Brussels could also create a rapid-response force made up of troops from nonfrontline states. Italy and Spain could lead the force because each has a standing army more than 100,000 strong. If they stationed troops to the east of the Pyrenees and north of the Alps and integrated them with other small nonfrontline armies, the EU could form a permanent force able to react quickly to a Russian attack, filling the role imagined for U.S. ground forces in Europe. Since NATO and EU membership already obligates European militaries to fight together in war, it makes sense to integrate now, before war hits. Mobilizing troops into a rapid-response force would also give all countries an opportunity to demonstrate solidarity with frontline states and do more for their security. The EU would manage, fund, and equip this force but could make it available for NATO to command in the event of a war, as originally envisioned in the treaty for a common army signed in 1952.
Roughly 80 percent of Europeans support a common defense and security policy.
Integrating defense also requires integrating European foreign policy. Europe needs to be able speak with one voice—something the proliferation of ad hoc regional groupings complicates. One solution, put forth last month by Andrius Kubilius, the European commissioner for defense and space, is a European Security Council comprising select countries, including the United Kingdom, as well as the EU and NATO, to reduce fragmentation and strengthen collective defense. Europe also needs to be more proactive in intelligence sharing, a role that in the past has largely been played by the United States. But just as the EU created Europol to coordinate cross-border law enforcement and counterterrorism operations, Europe could create an “EU service for intelligence cooperation,” as a European Commission report highlighted in October 2024, to fill this gap.

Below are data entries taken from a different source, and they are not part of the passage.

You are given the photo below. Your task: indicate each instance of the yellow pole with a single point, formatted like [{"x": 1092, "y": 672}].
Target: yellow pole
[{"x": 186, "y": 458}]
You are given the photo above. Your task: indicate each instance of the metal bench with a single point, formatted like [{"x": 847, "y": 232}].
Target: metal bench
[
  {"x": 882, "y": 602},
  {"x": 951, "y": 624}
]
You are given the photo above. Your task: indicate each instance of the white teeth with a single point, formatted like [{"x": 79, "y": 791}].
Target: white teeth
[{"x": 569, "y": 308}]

These reforms are compatible with the EU’s existing underlying treaty, which includes its Common Foreign and Security Policy. When constraints arise—for example, if illiberal Hungary objects—the EU could find workarounds such as creating new institutional structures that do not include all EU members, similar to how not all EU states use the euro or participate in the Schengen area, which permits freedom of movement across national borders.
Europeans would do well to remember why they joined into a European Union in the first place. Although reluctant to give up sovereignty to a federal authority, Europe’s small states realized that they would not survive on their own. They were stronger together, and they needed to work with one another to protect themselves as countries. As the historian Alan Milward observed, far from eliminating each country, the European Community was “its buttress, an indispensable part of the nation-state’s post-war reconstruction.” With the United States in retreat, Europe’s nation-states are under threat. By activating what the European project was created to do—build the continent’s power—European countries can secure their future.